Mittwoch, 22. Dezember 2021

Franjo Pooths Comeback mit einem CBD-Geschäft


Ehemaliger Unternehmer Franjo Pooth kehrt zurück mit CBD-Geschäft



Nachdem die Ampel-Parteien die Cannabis-Legalisierung im Koalitionsvertrag aufgenommen haben, sehen viele Unternehmer die Chance, in das Cannabis-Geschäft einzusteigen. Sowie auch Franjo Pooth, der ehemalige Unternehmer und Ehemann des TV-Promis Verona Pooth. Mit seiner Marke Pacific Healthcare produziert und verkauft der 53-Jährige CBD-Produkte. In einem Gespräch mit der Gründerszene erwähnt Franjo Pooth: „CBD ist das neue Vitamin C“. Man spricht von goldenen Zeiten in der CBD-Branche und dies möchte Franjo Pooth sich nicht entgehen lassen. Zumal heißt es in der Branche, dass sich mit CBD Margen in Höhe von 70 bis 80 Prozent generieren lassen würden. Pacific Healthcare ist im März gestartet und seitdem konnte das Unternehmen 60.000 Kunden erwerben, so Pooth. Auch soll die Firma im ersten Jahr einen achtstelligen Umsatz generieren und eventuell auch Gewinn einbringen.

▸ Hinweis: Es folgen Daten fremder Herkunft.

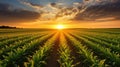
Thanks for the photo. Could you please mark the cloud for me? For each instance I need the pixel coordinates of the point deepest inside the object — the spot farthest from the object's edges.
(10, 15)
(35, 6)
(99, 11)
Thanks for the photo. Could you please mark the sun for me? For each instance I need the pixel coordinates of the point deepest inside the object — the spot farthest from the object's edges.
(60, 26)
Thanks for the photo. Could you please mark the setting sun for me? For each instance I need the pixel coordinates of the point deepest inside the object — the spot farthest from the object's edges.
(60, 26)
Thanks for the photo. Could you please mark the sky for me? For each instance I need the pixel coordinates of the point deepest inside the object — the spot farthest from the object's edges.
(71, 13)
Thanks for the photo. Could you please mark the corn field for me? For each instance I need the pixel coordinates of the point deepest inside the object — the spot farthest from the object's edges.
(59, 48)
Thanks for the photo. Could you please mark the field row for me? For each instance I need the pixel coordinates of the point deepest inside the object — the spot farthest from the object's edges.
(60, 49)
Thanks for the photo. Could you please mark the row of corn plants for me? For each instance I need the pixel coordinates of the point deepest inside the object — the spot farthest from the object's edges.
(115, 48)
(105, 37)
(40, 56)
(88, 57)
(14, 57)
(65, 60)
(10, 41)
(112, 59)
(18, 44)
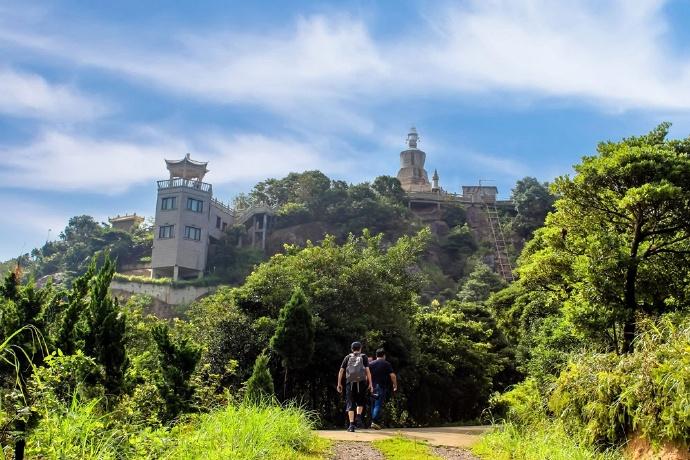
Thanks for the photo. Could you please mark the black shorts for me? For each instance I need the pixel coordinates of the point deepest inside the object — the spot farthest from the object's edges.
(356, 394)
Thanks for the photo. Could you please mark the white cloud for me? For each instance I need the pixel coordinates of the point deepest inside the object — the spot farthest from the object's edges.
(68, 162)
(30, 95)
(332, 67)
(606, 52)
(34, 218)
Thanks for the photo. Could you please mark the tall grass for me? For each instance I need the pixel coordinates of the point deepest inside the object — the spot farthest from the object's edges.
(237, 431)
(536, 442)
(77, 432)
(246, 432)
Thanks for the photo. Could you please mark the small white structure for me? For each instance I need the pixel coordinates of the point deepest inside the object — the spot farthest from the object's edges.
(412, 175)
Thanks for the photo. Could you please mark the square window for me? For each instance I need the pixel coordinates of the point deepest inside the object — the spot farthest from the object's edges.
(192, 233)
(168, 203)
(166, 231)
(195, 205)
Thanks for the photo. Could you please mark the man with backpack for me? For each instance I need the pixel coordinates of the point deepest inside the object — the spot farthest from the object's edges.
(355, 369)
(381, 372)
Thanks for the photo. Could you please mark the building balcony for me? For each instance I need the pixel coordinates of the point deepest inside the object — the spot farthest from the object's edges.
(185, 183)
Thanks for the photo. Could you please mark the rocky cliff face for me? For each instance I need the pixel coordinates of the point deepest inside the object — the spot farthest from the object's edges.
(297, 234)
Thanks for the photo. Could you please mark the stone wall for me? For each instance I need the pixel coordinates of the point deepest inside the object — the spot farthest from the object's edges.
(166, 298)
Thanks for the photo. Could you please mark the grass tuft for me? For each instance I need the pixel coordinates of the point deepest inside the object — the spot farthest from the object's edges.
(400, 448)
(536, 442)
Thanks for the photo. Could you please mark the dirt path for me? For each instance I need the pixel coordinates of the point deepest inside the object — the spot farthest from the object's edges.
(463, 437)
(450, 453)
(450, 443)
(353, 450)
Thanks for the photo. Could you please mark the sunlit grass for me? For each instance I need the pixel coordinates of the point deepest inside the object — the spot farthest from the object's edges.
(400, 448)
(508, 442)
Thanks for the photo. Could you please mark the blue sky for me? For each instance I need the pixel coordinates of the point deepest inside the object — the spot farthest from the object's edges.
(94, 95)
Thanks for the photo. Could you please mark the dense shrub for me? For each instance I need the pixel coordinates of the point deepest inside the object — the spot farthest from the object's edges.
(607, 397)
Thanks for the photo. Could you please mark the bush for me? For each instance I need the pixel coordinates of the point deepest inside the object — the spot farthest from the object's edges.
(607, 397)
(246, 432)
(81, 430)
(543, 440)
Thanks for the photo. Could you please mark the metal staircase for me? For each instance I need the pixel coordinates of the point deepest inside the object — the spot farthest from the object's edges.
(505, 269)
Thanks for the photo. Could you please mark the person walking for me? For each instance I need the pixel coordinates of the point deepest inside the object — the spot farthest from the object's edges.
(355, 369)
(381, 371)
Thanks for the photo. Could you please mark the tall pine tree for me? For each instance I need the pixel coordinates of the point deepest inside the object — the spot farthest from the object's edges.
(293, 340)
(259, 387)
(105, 328)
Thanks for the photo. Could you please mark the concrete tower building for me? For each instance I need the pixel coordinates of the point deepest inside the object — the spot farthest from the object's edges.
(189, 220)
(180, 243)
(412, 175)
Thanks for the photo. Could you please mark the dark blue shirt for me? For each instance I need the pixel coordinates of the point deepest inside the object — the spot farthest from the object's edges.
(380, 370)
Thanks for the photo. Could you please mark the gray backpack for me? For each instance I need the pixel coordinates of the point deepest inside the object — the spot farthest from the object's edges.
(355, 368)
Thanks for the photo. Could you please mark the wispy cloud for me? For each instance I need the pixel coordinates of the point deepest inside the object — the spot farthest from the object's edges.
(606, 53)
(32, 96)
(71, 162)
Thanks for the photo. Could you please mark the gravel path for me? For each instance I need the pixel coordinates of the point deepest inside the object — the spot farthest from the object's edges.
(450, 453)
(350, 450)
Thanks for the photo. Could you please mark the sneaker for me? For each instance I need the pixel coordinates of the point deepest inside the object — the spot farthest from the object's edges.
(358, 421)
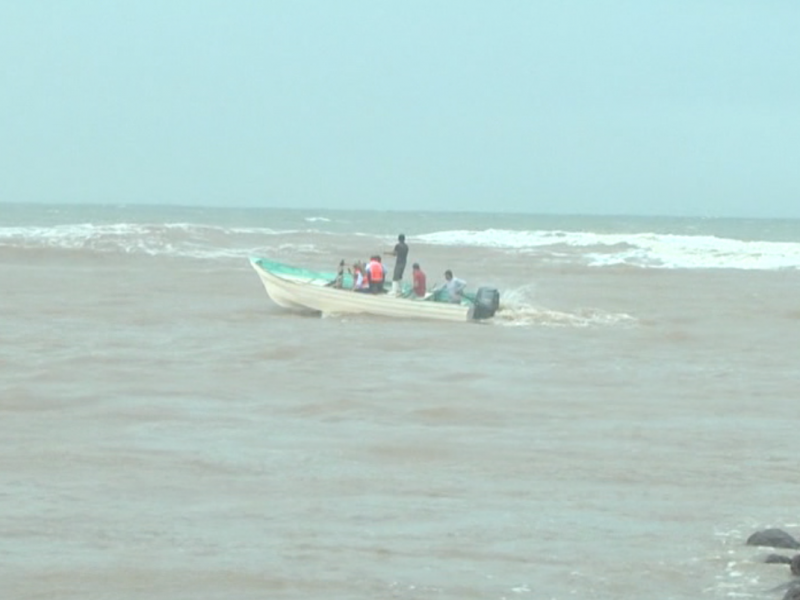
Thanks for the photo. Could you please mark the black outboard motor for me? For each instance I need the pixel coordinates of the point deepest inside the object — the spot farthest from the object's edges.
(487, 301)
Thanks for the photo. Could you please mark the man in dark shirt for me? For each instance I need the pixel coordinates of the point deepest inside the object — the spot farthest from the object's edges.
(401, 253)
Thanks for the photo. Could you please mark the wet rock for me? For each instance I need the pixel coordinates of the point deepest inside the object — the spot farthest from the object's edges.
(777, 538)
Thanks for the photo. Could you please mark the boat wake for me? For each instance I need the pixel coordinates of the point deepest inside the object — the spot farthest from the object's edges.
(517, 309)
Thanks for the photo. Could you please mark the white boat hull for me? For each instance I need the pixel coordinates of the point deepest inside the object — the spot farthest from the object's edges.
(300, 294)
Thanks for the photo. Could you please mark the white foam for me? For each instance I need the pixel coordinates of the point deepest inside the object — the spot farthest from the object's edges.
(637, 249)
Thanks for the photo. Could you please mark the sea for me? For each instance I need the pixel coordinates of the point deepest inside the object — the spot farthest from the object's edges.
(617, 431)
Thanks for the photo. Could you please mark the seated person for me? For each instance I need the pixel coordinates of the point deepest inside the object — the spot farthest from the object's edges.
(453, 287)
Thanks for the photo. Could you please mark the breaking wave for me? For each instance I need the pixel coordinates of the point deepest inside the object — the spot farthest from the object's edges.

5 Antworten auf „Franjo Pooths Comeback mit einem CBD-Geschäft

  1. Johann

    Ausgerechnet die Leute die nie einen Finger krumm gemacht haben für die Legalisierung werden ihre größten Profiteure.

  2. Harry Anslinger

    Hochzeit der Zeitspieler
    2024 ist jetzt wohl das neue Legalisierungsziel. Hoffentlich läuft das alles nicht so wie beim Berliner Flughafen, dann gute Nacht. Und alle Verantwortung schieben sie auf Corona-Karl, echt ne arme Sau.
    Es bedarf wohl erines SPD-Wahlboykotts aller Kiffer in NRW, sonst hilft ja wohl nichts.
    https://www.fr.de/politik/cannabis-legalisierung-wann-ampel-koalition-marihuana-preise-schwarzmarkt-spd-gruene-fdp-zr-91195501.html#idAnchComments

  3. Rainer

    Daß die Legalisierung im Koalitionsvertrag steht,erweckt den Eindruck,hier will Jemand legalisieren.Das Cannabiskontrollgesetz war auch so ein Hinweis.CBD Geschäfte werden natürlich nach wie vor staatlich bekämpft.Es wird eher schlimmer als besser.

  4. Otto Normal

    Franjo Pooth der bereits mit der Produktion von MP3-Playern recht erfolglos war steigt nun in das sicherere Geschäft mit CBD ein. In unserer Firma würde man ihn bestenfalls Kaffee kochen und die Papierkörbe leeren lassen.
    Ohne die Verona müßte der Typ längst H4 beantragen oder bezieht sich das „ehemaliger“ im Artikel auch auf seine Ehe?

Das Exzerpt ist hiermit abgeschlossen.